Корнеев стоит, набычившись.
– Почему это – в уголовщину? Ничего такого в уголовном кодексе нет. Если у человека не хватает времени для работы, а ослы гоняют в это время в домино и в карты… Может же человек…
– Н-нет, голубчик! – строго говорит Федор Симеонович. – Н-не может. Человек – не может.
– Федор Симеонович! – восклицает Саша, выскакивая вперед. – Кристобаль Хозевич! Он же живую воду сделал!
– Живая вода – это прекрасно, – говорит Хунта. – Однако даже такая блестящая цель не может оправдать таких позорных средств. Вы, Корнеев, кажется, взяли на себя права и обязанности Господа Бога – решать, кому время нужно, а кому оно не нужно. А ведь вы не Господь Бог! Вы всего лишь маг и волшебник. Способный маг и волшебник, но не более того.
Корнеев открывает было рот, чтобы начать спор, но Федор Симеонович останавливает его властным движением руки.
– Н-нет, голубчик, – говорит он. – И вы сами з-знаете, что нет. Живая вода, наука, открытия – все это прекрасно. Но не за чужой счет, голубчик. Не к-кажется ли вам, что усматривается некоторая параллель между вашими действиями и действиями некоего профессора, специалиста по разнообразным приложениям? Н-нет уж, вы не морщитесь, голубчик. А к-как же? Тот ворует чужой труд, а вы воруете ч-чужое время. Н-не годится, и н-не верю я, что вы об этом не думали. – Он подходит к дивану, ласково гладит обшивку. – Вот и диван вы украли… д-деградируете, Витя, деградируете…
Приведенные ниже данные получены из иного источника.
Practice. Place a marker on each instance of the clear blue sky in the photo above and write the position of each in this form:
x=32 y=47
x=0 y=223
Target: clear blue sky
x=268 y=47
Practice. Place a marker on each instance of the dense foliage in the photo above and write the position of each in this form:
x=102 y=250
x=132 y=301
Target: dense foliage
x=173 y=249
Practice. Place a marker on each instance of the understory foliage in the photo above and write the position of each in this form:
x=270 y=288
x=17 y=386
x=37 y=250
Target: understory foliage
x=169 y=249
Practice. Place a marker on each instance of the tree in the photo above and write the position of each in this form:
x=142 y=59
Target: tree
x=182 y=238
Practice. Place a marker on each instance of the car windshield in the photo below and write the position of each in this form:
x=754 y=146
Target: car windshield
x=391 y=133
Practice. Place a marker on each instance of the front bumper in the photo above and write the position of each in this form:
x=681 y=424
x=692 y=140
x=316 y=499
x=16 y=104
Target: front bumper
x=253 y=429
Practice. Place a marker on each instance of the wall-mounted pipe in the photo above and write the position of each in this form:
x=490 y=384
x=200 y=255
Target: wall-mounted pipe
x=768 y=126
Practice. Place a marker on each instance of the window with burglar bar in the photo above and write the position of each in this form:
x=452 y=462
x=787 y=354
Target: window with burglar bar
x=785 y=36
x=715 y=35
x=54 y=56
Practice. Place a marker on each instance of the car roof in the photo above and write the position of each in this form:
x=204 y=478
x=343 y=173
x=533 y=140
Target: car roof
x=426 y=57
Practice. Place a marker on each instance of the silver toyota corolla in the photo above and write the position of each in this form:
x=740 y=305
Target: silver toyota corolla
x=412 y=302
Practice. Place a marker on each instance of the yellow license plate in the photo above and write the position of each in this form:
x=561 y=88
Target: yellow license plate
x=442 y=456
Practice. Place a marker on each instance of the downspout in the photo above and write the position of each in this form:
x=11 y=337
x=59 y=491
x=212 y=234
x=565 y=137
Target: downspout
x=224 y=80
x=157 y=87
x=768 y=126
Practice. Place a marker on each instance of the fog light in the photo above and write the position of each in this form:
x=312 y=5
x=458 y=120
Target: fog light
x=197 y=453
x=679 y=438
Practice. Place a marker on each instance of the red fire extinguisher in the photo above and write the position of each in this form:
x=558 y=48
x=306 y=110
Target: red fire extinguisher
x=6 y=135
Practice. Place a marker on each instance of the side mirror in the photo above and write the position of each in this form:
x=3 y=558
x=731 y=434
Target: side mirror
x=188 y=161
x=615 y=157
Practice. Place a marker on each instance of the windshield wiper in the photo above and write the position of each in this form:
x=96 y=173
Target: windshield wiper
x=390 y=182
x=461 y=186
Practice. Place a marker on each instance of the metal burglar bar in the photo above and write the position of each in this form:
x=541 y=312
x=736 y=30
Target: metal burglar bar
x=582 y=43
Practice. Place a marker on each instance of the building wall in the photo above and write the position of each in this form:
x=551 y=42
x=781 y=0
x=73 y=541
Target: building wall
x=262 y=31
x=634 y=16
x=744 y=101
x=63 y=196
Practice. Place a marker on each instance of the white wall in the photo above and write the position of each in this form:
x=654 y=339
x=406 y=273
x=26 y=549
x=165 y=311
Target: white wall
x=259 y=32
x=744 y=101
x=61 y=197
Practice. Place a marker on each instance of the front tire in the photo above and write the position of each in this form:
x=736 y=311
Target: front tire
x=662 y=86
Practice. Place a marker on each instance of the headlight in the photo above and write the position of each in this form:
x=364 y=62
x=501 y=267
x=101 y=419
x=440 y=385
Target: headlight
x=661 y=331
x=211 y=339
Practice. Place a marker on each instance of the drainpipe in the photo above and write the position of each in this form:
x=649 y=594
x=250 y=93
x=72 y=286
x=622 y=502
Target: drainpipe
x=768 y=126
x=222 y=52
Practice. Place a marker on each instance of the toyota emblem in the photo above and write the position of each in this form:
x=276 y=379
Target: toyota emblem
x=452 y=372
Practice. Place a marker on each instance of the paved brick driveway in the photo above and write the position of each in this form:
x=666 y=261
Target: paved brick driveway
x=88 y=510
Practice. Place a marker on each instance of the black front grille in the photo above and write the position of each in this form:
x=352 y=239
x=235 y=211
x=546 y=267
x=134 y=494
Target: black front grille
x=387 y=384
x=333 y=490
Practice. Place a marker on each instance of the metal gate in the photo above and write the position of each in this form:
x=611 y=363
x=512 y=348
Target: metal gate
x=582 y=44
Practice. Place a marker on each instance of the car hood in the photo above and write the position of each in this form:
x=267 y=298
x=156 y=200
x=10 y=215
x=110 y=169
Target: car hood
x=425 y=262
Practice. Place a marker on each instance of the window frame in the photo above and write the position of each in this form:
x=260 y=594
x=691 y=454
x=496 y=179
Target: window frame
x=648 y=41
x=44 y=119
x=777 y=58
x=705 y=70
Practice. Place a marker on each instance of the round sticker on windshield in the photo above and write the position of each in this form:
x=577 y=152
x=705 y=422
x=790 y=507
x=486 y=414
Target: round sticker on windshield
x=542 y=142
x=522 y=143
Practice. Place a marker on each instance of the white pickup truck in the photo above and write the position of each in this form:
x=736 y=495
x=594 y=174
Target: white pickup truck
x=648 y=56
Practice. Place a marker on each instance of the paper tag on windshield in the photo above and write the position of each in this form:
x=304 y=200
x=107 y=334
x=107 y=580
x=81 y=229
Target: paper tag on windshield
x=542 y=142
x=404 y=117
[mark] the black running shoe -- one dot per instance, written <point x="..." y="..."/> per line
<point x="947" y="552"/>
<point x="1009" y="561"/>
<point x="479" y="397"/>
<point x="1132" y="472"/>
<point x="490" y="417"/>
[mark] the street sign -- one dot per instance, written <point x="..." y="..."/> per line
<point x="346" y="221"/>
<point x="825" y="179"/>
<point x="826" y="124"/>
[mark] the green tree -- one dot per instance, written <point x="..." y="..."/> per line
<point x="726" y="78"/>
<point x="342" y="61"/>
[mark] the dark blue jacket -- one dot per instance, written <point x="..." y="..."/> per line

– Вы не младенец, Корнеев, – говорит Хунта. – Могли бы, кажется, понять, что задача не в том, чтобы перераспределить время – у одних отобрать, а другим отдать. Задача в том, чтобы ни у кого на Земле – понимаете? – ни у кого! – не было лишнего времени. Чтобы все жили полной жизнью, чтобы все жили увлеченно и в увлечении этом видели свое счастье!